The report said there were reasonable grounds to believe that the RSF and affiliated Arab militia committed war crimes including murder; intentionally directing attacks against civilians and civilian objects; launching indiscriminate attacks; using starvation of as a method of warfare; attacking medical and humanitarian personnel; sexual violence and rape; torture and other cruel treatment; pillaging; and the conscription, enlistment and use of children in hostilities.
The UN said patterns of violations in El-Fasher mirrored those documented in RSF offensives on Zamzam camp in April 2025 and in El-Geneina and Ardamata in 2023.
Taken together, the report said, the incidents demonstrated an organized and sustained course of conduct suggesting a systematic attack against the civilian population in Darfur which, if knowingly committed as part of such an attack, would amount to crimes against humanity.
“The unprecedented scale and brutality of the violence meted out during the offensive deeply compounded the horrific violations the residents of El-Fasher had already been subjected to during the long months of siege, constant hostilities and bombardment,” Turk said.
The report documented multiple incidents of mass killings targeting locations where civilians had gathered, apparently to inflict maximum harm.
On Oct. 26, around 500 people were killed when RSF fighters opened fire with heavy weapons on a crowd of 1,000 sheltering at Al-Rashid dormitory at El-Fasher University.
One witness described seeing bodies thrown into the air “like a scene out of a horror movie,” according to the report.
The RSF also carried out summary executions of civilians accused of collaborating with the Sudanese Armed Forces, often determined on the basis of non-Arab ethnicity such as the Zaghawa community, the report said. Adolescent boys and men under 50 were specifically targeted.
Turk said he had heard direct testimony from survivors during a recent visit to Sudan describing how sexual violence was systematically used as a weapon of war.
Survivors and witnesses recounted patterns of rape and gang rape, abductions for ransom involving sexual violence, and sexual assault during invasive body searches, with women and girls from the Zaghawa and other non-Arab communities particularly at risk.
The report also documented widespread abductions for financial gain as civilians fled.
It identified 10 detention facilities used by the RSF in El-Fasher where severely inadequate conditions led to disease outbreaks and deaths in custody, including the conversion of a children’s hospital into a detention site.
Several thousand people remain missing and unaccounted for, the UN said.

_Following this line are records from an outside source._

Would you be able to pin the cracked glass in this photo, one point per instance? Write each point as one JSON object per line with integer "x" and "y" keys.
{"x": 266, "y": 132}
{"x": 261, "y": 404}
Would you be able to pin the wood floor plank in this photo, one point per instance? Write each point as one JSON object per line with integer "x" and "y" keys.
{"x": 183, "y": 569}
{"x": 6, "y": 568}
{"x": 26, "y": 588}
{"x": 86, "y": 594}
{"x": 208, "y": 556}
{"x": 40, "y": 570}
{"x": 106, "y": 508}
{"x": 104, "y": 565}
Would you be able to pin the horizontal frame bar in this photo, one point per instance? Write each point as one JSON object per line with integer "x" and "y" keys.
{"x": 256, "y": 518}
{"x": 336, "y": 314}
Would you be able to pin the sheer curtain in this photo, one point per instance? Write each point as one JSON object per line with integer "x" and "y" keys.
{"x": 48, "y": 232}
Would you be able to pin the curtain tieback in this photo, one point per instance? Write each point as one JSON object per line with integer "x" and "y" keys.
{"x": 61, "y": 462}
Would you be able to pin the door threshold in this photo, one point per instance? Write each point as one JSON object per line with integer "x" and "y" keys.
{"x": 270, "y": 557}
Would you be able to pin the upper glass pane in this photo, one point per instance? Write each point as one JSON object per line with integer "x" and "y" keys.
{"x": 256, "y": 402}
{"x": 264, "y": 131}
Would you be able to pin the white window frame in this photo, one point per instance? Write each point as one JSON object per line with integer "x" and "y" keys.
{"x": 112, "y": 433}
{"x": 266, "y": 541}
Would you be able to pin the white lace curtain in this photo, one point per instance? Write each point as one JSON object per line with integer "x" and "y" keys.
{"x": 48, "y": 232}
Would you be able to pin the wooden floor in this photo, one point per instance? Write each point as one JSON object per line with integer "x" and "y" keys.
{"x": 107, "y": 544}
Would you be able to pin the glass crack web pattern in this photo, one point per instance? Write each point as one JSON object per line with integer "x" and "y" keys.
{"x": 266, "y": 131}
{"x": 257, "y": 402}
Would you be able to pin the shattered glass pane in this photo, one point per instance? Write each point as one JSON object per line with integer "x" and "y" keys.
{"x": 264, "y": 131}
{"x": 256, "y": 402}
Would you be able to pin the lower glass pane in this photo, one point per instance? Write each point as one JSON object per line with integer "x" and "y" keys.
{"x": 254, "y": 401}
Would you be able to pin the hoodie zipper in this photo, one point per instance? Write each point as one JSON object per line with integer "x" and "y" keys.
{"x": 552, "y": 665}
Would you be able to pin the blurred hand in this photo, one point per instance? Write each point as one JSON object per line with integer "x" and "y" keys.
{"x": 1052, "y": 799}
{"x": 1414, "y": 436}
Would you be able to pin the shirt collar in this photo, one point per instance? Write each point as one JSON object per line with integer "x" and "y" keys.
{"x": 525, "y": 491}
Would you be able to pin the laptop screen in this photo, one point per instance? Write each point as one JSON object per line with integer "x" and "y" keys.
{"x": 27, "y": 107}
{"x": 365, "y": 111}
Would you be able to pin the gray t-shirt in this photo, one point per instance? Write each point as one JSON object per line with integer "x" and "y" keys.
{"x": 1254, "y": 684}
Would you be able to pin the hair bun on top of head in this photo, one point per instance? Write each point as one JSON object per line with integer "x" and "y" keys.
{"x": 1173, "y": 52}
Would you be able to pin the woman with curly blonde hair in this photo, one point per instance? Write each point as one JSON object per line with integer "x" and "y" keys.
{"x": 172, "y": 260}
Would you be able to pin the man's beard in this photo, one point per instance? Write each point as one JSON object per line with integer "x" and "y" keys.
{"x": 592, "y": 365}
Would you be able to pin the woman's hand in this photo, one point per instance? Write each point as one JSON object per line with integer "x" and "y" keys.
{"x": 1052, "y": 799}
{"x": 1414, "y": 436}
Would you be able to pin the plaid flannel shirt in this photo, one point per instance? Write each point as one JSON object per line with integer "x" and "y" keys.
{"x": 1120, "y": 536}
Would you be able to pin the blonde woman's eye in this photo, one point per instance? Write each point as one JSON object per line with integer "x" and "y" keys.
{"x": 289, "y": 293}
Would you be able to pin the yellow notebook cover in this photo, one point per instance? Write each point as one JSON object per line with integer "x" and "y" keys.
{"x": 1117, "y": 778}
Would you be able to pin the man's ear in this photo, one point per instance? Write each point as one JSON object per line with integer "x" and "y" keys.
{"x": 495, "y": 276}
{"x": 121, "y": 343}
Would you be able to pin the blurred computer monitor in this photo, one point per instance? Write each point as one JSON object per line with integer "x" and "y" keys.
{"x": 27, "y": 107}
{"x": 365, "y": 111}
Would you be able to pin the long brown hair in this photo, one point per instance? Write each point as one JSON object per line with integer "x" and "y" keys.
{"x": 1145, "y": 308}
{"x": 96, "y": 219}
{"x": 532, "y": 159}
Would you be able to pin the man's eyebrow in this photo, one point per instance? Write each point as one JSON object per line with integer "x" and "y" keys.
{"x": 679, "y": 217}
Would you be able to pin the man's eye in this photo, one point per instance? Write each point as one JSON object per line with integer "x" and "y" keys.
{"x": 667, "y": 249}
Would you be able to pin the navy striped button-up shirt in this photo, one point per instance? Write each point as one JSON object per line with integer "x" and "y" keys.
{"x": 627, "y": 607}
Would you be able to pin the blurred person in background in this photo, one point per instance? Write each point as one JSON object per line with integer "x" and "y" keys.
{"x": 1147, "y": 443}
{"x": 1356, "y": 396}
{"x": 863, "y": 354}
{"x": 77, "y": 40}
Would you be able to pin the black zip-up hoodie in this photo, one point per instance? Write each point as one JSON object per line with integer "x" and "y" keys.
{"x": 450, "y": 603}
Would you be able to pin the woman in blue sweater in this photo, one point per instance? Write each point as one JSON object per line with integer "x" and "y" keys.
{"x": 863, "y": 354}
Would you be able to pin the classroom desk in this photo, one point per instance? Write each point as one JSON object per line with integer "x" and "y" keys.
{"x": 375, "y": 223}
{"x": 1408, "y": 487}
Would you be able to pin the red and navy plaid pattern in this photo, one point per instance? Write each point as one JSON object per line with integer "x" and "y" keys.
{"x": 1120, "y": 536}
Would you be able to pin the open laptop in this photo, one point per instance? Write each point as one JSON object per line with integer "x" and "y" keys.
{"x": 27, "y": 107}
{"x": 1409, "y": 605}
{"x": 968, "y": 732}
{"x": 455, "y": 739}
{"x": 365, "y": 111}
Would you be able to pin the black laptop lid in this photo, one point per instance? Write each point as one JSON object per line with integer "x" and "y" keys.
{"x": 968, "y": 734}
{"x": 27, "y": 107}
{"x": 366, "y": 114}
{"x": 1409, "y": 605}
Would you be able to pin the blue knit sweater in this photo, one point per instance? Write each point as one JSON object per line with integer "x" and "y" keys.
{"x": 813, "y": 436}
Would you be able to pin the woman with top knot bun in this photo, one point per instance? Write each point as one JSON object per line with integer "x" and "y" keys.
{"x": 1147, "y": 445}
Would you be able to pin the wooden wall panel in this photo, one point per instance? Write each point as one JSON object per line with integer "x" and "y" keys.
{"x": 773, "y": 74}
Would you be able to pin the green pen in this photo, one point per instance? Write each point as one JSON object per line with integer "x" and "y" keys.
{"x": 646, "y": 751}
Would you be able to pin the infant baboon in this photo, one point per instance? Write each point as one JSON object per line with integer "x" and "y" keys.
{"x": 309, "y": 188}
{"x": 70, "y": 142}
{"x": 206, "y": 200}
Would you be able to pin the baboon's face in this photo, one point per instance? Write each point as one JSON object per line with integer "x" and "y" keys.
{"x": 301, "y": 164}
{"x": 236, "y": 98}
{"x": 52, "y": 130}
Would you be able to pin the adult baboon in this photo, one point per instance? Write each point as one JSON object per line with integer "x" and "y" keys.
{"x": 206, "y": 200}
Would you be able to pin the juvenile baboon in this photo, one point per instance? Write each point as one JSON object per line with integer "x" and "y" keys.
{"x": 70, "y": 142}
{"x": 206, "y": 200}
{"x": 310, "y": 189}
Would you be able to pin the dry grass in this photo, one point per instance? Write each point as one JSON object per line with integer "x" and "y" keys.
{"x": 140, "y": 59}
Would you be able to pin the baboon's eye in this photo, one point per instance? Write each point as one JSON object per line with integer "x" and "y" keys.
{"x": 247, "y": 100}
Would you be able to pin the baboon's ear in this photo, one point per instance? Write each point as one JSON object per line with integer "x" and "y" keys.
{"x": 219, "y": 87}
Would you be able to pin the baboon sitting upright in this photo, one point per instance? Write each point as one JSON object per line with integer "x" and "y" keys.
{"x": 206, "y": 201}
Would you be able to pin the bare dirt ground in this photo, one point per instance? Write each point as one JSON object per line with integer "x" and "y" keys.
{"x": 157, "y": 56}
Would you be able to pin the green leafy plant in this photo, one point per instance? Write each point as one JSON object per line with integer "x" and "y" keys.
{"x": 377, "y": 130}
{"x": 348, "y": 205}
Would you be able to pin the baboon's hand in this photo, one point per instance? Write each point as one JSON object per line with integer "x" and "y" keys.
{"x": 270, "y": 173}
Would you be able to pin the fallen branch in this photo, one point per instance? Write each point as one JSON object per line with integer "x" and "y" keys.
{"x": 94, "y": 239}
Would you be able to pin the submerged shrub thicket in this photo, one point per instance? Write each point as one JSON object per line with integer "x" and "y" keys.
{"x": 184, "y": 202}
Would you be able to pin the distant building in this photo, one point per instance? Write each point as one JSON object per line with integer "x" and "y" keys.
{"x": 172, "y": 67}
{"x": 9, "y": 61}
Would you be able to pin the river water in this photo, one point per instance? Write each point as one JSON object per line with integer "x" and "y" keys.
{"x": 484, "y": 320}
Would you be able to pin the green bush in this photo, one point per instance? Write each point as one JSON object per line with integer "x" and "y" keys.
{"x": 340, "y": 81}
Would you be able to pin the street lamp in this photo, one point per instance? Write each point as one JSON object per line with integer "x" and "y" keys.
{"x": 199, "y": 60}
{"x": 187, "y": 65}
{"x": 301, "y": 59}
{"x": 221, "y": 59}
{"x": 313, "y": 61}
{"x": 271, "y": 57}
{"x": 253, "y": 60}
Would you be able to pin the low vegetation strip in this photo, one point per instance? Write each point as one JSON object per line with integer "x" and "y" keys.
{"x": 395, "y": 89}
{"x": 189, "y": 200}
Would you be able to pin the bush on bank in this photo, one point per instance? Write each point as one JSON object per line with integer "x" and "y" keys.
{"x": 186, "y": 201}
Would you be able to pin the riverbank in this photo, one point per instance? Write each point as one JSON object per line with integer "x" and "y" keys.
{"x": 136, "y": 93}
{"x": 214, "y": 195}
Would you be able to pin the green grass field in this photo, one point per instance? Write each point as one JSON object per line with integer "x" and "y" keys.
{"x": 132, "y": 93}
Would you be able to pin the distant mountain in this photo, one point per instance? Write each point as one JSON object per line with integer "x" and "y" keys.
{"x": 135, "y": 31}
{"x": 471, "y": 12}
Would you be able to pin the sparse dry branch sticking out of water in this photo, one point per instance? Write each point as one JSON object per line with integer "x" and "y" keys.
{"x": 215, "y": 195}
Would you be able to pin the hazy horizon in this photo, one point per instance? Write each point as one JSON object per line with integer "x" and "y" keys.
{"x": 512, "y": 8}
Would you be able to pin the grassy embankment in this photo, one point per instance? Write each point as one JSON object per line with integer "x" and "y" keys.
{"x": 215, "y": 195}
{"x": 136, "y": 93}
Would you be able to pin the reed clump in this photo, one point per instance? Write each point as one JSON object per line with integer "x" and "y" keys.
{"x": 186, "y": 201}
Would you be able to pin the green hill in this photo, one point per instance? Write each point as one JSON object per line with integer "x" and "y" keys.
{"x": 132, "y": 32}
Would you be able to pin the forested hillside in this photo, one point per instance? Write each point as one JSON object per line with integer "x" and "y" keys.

Turk renewed his call on parties to the conflict to end violations by forces under their command, and urged states with influence to act urgently to prevent a repeat of the abuses documented in El-Fasher.
“This includes respecting the arms embargo already in place, and ending the supply, sale or transfer of arms or military material to the parties,” he said, calling on states to support local, regional and international mediation efforts aimed at securing a cessation of hostilities and a pathway toward inclusive civilian governance.
“In a protection crisis of this scale, human rights must remain central to efforts to achieve a durable resolution of the conflict.”